Desinfektion als Schutzmaßnahme
Antibiotika werden häufig unnötigerweise eingesetzt oder falsch angewendet. Die Folge: Krankheitserregende Bakterien werden zunehmend resistent dagegen. Der bekannteste Erreger war bisher der MRSA. Inzwischen sind jedoch noch weitere resistente Keime, z.B. ORSA, cMRSA, VRE oder ESBL produzierende Bakterien auf dem Vormarsch. Solche Erreger verursachen u.a. Atemwegs- oder Wundinfektionen, gegen die antibiotische Therapien kaum noch wirken. Wie auch bei MRSA hilft hier nur ein striktes Hygienemanagement.

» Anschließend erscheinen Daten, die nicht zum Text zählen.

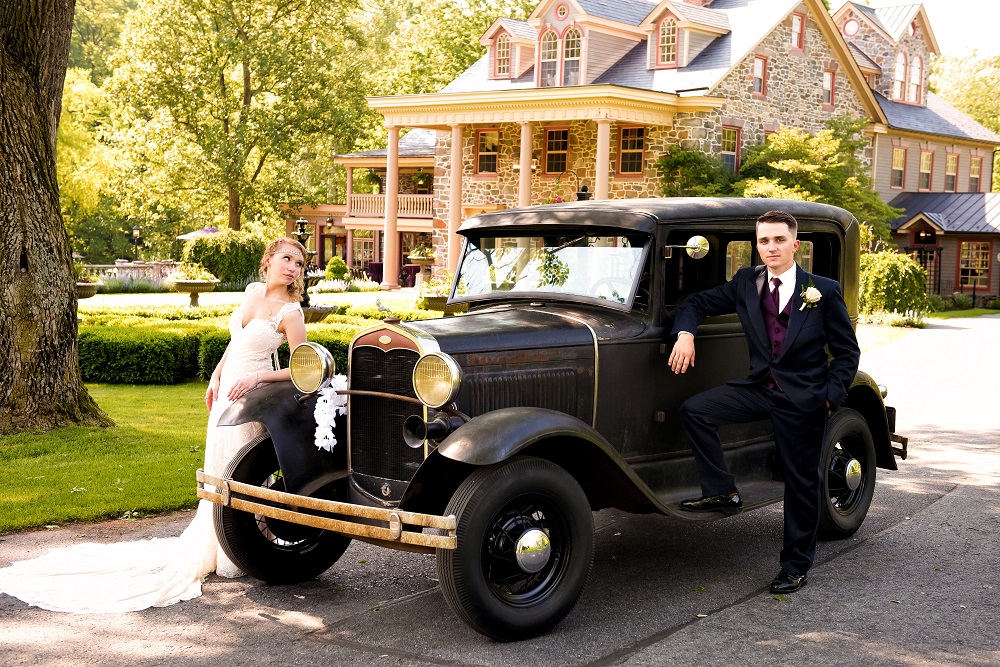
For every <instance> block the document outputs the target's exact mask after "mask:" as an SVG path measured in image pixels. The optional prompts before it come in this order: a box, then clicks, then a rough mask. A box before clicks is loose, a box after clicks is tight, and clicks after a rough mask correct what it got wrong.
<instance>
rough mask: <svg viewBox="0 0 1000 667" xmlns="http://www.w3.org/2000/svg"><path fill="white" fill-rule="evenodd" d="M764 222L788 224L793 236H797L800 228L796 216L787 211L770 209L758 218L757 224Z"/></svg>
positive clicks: (791, 232) (790, 231)
mask: <svg viewBox="0 0 1000 667" xmlns="http://www.w3.org/2000/svg"><path fill="white" fill-rule="evenodd" d="M764 222H783V223H785V224H786V225H788V231H790V232H791V233H792V238H795V236H796V234H797V233H798V230H799V221H798V220H796V219H795V216H794V215H792V214H791V213H788V212H786V211H768V212H767V213H765V214H764V215H762V216H760V217H759V218H757V225H760V224H761V223H764Z"/></svg>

Übrigens, antibiotikaresistente Keime sind nicht resistent gegen Desinfektionsmittel. Desinfektionsmittel vernichten resistente Krankheitserreger außerhalb des Körpers und verhindern deren Weiterverbreitung. Somit ist die Desinfektion unverzichtbar als Schutzmaßnahme.

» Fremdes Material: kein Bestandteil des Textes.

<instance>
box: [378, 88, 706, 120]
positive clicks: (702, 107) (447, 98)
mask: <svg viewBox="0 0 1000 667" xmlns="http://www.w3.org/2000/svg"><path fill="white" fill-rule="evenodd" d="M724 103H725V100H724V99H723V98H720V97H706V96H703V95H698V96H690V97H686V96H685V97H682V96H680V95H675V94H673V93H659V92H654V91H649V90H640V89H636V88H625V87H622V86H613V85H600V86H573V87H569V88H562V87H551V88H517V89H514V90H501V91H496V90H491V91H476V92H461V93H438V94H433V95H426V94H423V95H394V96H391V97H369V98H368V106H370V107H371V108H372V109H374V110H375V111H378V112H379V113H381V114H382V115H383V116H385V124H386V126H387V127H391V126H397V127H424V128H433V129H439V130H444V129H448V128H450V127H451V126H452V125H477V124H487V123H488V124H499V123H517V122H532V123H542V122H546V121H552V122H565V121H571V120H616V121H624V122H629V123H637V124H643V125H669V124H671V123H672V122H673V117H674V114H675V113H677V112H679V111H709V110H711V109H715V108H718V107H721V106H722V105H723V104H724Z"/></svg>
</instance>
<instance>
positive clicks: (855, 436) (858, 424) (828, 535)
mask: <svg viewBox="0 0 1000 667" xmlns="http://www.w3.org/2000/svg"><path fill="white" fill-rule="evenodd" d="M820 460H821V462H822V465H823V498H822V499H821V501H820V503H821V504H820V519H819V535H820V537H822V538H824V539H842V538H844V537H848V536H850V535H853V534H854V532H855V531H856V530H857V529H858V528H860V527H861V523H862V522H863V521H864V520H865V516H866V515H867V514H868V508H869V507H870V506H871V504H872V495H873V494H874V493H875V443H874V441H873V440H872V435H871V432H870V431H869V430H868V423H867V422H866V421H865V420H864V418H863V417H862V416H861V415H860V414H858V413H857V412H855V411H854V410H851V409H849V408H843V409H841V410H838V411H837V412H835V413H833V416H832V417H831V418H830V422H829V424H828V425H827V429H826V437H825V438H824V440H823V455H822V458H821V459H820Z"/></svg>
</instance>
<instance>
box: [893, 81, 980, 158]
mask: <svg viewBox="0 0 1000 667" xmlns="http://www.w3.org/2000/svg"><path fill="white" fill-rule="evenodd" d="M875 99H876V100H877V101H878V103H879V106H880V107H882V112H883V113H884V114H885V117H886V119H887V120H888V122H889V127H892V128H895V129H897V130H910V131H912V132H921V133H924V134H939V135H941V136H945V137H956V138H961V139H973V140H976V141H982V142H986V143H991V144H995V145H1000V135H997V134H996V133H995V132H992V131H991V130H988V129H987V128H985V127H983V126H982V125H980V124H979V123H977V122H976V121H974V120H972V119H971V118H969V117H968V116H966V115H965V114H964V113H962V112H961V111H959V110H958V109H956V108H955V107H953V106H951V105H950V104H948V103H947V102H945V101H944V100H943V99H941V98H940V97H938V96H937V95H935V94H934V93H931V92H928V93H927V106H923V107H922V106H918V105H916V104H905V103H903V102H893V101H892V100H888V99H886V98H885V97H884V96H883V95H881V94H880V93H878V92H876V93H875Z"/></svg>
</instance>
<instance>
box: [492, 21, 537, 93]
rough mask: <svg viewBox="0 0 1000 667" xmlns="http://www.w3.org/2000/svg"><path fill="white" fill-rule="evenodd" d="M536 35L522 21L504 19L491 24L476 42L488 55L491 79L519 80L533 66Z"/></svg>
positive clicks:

Was können Sie gegen resistente Erreger tun?
Bei allen oben genannten Keimen sind stets die gleichen Basismaßnahmen erforderlich: Schutzbekleidung anlegen vor Pflegemaßnahmen (Kittel und Handschuhe, Mund-Nasen-Schutz bei Aerosolen, z.B. beim endotrachealen Absaugen). Strikte Einhaltung der Händedesinfektion (v.a. nach Patientenkontakt) und Ablegen der Handschuhe.
Desinfektion von Pflegehilfsmitteln und Flächen mit direktem Patientenkontakt.
Gezielte Flächendesinfektion bei Kontamination mit Blut oder Körperausscheidungen.
Wäsche desinfizierend waschen, Geschirr maschinell aufbereiten. Zimmerreinigung und Versorgung betroffener Patienten stets am Schluss eines Durchgangs.
Bei Verlegung oder Transport ist die aufnehmende Einrichtung entsprechend zu unterrichten.
Nach dem Transport Hände- und Flächendesinfektion durchführen.